Real production data is none of these things.

What actually happens in production:

Your model meets data it's never seen before. Users fat-finger inputs. Systems upstream change their output format without telling you. Three months pass and user behavior shifts. Suddenly your beautiful 95% accuracy becomes 87%, then 82%, then you're getting angry Slack messages.

Here's what I learned: the metrics that matter in production aren't the ones you see in your notebook.

What to track instead:

  • Latency: Is your model actually fast enough for users to tolerate?

  • Error rate: How often does it completely fail?

  • Prediction distribution: Are you suddenly predicting "fraud" 10x more than usual? (Congrats, something broke)

  • Real-world accuracy: If you can measure it, measure it. User feedback, manual reviews, whatever you've got.

The brutal truth is that 95% notebook accuracy → 87% production accuracy is completely normal. Your model is meeting reality for the first time, and reality is messier than your test set.

Here's what basic production monitoring looks like:

python


from prometheus_client import Counter, Histogram
import time

# Define metrics
prediction_counter = Counter('ml_predictions_total', 'Total predictions made')
prediction_latency = Histogram('ml_prediction_latency_seconds', 'Prediction latency')
prediction_errors = Counter('ml_prediction_errors_total', 'Total prediction errors')

def predict_with_monitoring(model, input_data):
    """Make a prediction with production monitoring"""
    start_time = time.time()
    
    try:
        # Make prediction
        prediction = model.predict(input_data)
        
        # Record successful prediction
        prediction_counter.inc()
        latency = time.time() - start_time
        prediction_latency.observe(latency)
        
        return prediction
        
    except Exception as e:
        # Record error
        prediction_errors.inc()
        raise e

This isn't sexy code. But it's the code that tells you when your model is dying a slow death in production.

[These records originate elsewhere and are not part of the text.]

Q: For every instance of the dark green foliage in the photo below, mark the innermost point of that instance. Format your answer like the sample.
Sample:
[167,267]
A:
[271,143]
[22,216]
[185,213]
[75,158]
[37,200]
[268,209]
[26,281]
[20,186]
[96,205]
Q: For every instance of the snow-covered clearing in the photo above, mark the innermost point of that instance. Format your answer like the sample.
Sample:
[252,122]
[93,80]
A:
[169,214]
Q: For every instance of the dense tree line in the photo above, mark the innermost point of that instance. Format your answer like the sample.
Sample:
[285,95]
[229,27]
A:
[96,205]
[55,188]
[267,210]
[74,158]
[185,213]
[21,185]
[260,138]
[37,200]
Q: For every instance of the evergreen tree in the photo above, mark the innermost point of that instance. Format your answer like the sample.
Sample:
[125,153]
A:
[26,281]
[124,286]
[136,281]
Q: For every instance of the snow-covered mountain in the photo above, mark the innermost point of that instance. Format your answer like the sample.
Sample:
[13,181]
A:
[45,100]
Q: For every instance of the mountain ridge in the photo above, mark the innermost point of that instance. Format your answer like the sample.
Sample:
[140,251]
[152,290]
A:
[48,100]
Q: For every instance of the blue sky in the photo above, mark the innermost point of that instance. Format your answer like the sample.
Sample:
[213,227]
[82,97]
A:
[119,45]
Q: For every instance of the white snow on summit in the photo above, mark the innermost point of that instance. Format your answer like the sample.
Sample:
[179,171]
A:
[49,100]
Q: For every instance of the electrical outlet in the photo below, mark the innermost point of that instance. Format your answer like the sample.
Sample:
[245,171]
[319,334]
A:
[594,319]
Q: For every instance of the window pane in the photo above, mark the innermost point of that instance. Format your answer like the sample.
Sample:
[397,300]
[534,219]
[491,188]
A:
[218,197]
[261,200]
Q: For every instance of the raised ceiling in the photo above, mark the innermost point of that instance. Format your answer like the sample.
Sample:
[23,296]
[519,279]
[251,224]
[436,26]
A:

The lesson: Build for reality, not for Kaggle. Your notebook accuracy is a starting point, not a promise. Monitor everything, assume nothing, and accept that production will humble you.

#2: You Will Forget How Your Model Works

Three months after deploying your model, someone will ask you: "Hey, which version is running in production right now?"

And you'll have no idea.

I promise you this will happen. You'll be confident at first. "Oh, I know exactly what's deployed." Then you'll check, and you'll realize you have three different model files, five training scripts, and absolutely no idea which combination is currently serving traffic.

This is the "oh shit" moment that makes you understand why version control isn't just for code.

What you need to version:

  1. Model weights - The actual .pkl or .h5 files. Not just the latest one. All of them.

  2. Training data - Which dataset did you use? What dates? What filters?

  3. Hyperparameters - Learning rate, number of epochs, batch size, regularization...

  4. Dependencies - scikit-learn 1.0 and scikit-learn 1.3 are not the same

  5. Training code - The script that generated the model

  6. Evaluation metrics - So you can compare apples to apples

If you're not versioning all of this, you're going to have a bad time.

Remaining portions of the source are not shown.